Proposal for T328597: [Outreachy round 26] Research into translation imbalances
Name: Abhishek Bhardwaj
Email: abhishek02bhardwaj.er@gmail.com
User Page: Wikimedia Page
Location: Delhi, India
LinkedIn: Abhishek Bhardwaj
Zulip: abhishek02bhardwaj.er@gmail.com (Abhishek Bhardwaj)
Phabrikator: Abhishek02bhardwaj
Blog URL: https://medium.com/@abhishek02bhardwaj.er
Time Zone: UTC+5:30
Working Hours: 9 AM to 2 AM (UTC+05:30)
Availability: 29 May, 2023 - 20 July, 2023 - Available full time (8 weeks)
On College Days, occupied between 9 AM to 2 PM (UTC+05:30)
Abstract
Wikipedia is a free, online encyclopedia that provides information on a vast array of topics, from history to technology to pop culture. It is maintained by a global community of volunteer editors who collaborate to create and update its content. With millions of articles available in multiple languages, Wikipedia has become a go-to resource for people seeking knowledge and information on a wide range of subjects.
Wikipedia provides translation services that allow users to access articles in their preferred language. This feature enables content to be available to a wider audience, and it is achieved through the efforts of volunteer translators who work to create and update articles in various languages. The translation services also include machine translation, which uses artificial intelligence to automatically translate articles into different languages. While the quality of machine translation can vary, it has made it easier for users to access information in their native language, regardless of the original language of the article.
But one important issue that concerns the wiki enthusiasts is the imbalance in the translations .By comparing the number of translations made between pairs of languages, it is observed that articles from languages with a larger presence on Wiki are being translated into languages with a smaller presence at very high rates. English, specifically, is the source language for 70% of all published translations, and this trend is also present for other colonial languages. This project will focus on researching into these imbalances and understanding the reasons behind the same.
Extension
Apart from the Analysis stream of research I will also be working in the UX research direction, taking interviews of the translators to gain an understanding of how their perception of language importance influences their language selection. Also, I will try to investigate how the software design impacts the selection of languages and the translation workflow.
Mentors
Experience and Contributions made to the project
Being a Wikipedia user since the age of 12 I always wondered who was the person who was so knowledgeable to write all of this information all by themselves (as a kid I thought Wikipedia was written by one person like a book). As i grew old and realised it wasn't an individual but a community who did this, I never thought in my wildest dreams that one day I will be sitting in front of my laptop being capable enough to write a proposal to those people to be a part of their team, this experience is more important to me than all of the knowledge that I have gained participating in this contribution period for the Wikimedia foundation. So it is already a dream come true for me.

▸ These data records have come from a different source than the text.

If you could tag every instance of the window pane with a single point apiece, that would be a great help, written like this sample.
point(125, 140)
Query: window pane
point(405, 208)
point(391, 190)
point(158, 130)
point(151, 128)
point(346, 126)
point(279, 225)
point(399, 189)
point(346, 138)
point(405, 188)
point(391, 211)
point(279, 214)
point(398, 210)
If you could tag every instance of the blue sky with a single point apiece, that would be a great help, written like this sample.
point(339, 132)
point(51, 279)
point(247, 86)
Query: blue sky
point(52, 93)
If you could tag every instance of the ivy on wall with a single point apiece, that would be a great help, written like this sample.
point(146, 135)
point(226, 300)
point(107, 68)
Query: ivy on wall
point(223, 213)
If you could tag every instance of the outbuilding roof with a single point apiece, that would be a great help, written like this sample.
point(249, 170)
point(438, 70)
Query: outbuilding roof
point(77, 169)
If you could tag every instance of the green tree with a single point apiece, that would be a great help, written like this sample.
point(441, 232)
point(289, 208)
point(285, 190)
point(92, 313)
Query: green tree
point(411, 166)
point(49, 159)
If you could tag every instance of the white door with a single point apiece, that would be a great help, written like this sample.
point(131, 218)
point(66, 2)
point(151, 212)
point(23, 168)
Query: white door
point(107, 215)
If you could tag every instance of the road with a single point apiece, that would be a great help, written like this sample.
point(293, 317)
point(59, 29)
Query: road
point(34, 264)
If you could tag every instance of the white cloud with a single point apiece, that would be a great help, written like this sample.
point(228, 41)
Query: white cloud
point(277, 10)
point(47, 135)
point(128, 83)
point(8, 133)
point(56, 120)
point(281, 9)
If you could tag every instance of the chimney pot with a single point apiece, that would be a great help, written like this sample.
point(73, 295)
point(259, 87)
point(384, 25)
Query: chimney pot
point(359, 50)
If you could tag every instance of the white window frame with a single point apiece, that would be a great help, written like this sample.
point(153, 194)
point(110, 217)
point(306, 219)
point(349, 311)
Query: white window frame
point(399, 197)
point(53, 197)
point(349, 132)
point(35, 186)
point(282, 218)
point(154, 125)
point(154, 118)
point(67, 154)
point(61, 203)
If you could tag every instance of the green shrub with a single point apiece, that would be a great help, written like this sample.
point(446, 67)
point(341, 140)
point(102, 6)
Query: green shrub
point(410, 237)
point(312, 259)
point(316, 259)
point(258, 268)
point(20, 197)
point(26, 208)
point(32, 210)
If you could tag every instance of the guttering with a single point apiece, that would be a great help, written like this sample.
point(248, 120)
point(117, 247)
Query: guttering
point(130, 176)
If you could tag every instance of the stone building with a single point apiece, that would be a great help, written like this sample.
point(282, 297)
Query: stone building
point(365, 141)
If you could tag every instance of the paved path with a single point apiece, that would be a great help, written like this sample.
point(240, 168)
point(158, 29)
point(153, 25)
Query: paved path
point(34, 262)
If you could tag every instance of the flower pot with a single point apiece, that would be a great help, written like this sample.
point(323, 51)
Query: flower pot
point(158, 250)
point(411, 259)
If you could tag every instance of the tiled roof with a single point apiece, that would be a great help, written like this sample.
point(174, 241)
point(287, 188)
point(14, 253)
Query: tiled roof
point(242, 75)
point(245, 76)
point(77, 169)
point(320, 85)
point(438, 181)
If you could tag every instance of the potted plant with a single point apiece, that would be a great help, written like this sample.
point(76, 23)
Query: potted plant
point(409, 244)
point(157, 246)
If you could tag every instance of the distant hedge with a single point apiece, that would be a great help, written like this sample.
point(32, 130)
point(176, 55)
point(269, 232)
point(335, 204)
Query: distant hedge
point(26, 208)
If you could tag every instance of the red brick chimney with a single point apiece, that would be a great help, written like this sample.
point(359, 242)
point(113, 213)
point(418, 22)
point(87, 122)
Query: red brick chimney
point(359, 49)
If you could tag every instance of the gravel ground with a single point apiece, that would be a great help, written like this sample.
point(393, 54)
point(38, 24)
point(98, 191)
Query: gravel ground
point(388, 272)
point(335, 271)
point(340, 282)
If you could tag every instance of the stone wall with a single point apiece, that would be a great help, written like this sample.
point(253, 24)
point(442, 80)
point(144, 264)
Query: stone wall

During the past 21 days (from 6th of March to 26th of March) I have learned a lot of things doing this project,
- In the task #T331199 I summarised a paper and on the basis of it gave hypotheses and informed guesses about how it applies to translators.
- In the task #T331200 I did a light systematic review of literature that might be relevant to our research.
- In the task #T331201 I created a parser from scratch to extract the cx-server configuration and extract them to a csv.
- In the task #T331202 I created a time machine to access the git history of a data repository and analyzing the data at each commit. The information obtained is then stored in the memory, along with the time stamp of the git commit, forming a complete sequence.
- In the task #T331204 plotted flow diagrams illustrating translation imbalances.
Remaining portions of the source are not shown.